Winning the Battle, Not the War

We are constantly reminded of our weaknesses.

Ice cream.

Chocolate.

Bikini season.

Cellulite.

Fine lines and wrinkles.

Gray hair.

It is rare we are reminded of how strong we are. Despite the amount of ice cream and chocolate we may eat.

It is time we celebrate women (and men) for the true strength we embody.

Sure, sometimes we might eat a little extra ice cream. Maybe even a candy bar. Or two.

But in the end what will be remembered is not our absolute ability to put down the bag of chips or the chocolate bar, but the ability to enjoy these things.

Food is not the enemy and our desire to conquer it is winning the battle, and not the war.

The war our country has launched against obesity is worthwhile.  Far too many people suffer from obesity-related health conditions.  With our bodies as our guide to what we want, a little ice cream or chocolate is not our enemy.  The real enemy is the voice that tells us we are wrong when we eat a little extra of either.

Moderation does not mean eating the exact right amount of everything every time. Moderation goes both ways, in the direction of too little, and too much.  It is a balance that can swing a little to the left and right, without damage. That is the beauty of the human body. To enjoy chocolate and go on. Perhaps you will enjoy a carrot the next day. Or maybe another piece of chocolate.

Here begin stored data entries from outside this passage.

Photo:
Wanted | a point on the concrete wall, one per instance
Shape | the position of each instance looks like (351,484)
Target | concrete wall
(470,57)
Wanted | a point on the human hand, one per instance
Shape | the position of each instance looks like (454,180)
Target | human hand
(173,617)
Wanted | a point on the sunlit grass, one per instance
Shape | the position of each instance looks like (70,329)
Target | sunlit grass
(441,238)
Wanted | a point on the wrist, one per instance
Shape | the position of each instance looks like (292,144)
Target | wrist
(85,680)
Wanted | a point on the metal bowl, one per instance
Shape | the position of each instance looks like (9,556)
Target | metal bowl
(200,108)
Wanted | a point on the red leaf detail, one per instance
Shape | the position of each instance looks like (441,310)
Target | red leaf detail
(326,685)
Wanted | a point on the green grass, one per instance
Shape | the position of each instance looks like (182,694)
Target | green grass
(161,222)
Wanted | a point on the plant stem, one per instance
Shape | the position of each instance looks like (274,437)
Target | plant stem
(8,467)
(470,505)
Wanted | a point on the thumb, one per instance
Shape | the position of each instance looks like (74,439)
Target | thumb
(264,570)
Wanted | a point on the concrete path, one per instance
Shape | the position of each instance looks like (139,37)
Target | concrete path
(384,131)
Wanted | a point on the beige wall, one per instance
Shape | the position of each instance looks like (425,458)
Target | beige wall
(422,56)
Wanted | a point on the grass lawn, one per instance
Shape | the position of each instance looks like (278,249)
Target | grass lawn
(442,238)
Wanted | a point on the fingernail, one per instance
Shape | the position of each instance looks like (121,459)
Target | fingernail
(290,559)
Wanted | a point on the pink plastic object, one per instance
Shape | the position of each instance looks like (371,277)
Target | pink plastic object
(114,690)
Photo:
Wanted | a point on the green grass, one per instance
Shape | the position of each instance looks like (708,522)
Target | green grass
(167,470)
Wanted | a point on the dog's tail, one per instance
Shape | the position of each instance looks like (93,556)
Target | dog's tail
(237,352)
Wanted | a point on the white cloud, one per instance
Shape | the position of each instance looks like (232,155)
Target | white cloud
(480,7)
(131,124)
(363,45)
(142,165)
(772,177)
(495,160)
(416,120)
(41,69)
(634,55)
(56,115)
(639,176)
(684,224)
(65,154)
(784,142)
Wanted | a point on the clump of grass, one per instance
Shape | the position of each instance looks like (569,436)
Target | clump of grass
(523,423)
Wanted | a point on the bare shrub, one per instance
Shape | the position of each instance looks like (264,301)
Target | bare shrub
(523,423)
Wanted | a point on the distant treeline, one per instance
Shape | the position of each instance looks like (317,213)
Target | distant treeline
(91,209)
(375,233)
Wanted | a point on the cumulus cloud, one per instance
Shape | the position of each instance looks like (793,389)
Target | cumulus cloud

Eating the ice cream or chocolate might not be the best thing for you. If, for your health, you must avoid these foods then by all means do it. For your health. If, for your weight loss plan, you want to cut down on these foods, then that’s your choice and more power to you.  A little piece of chocolate or a small bowl of ice cream may even be allowed on that weight loss plan, or another eating healthy plan.  But, whatever you do (or, eat), it is not sinful to eat a little extra ice cream. or chocolate. And it is not the embodiment of strength to choose carrots over chocolate every time. In fact, in our world, sometimes, choosing the chocolate takes more strength.  And, winning the war requires that kind of strength, to listen to our bodies when we want carrots, or chocolate.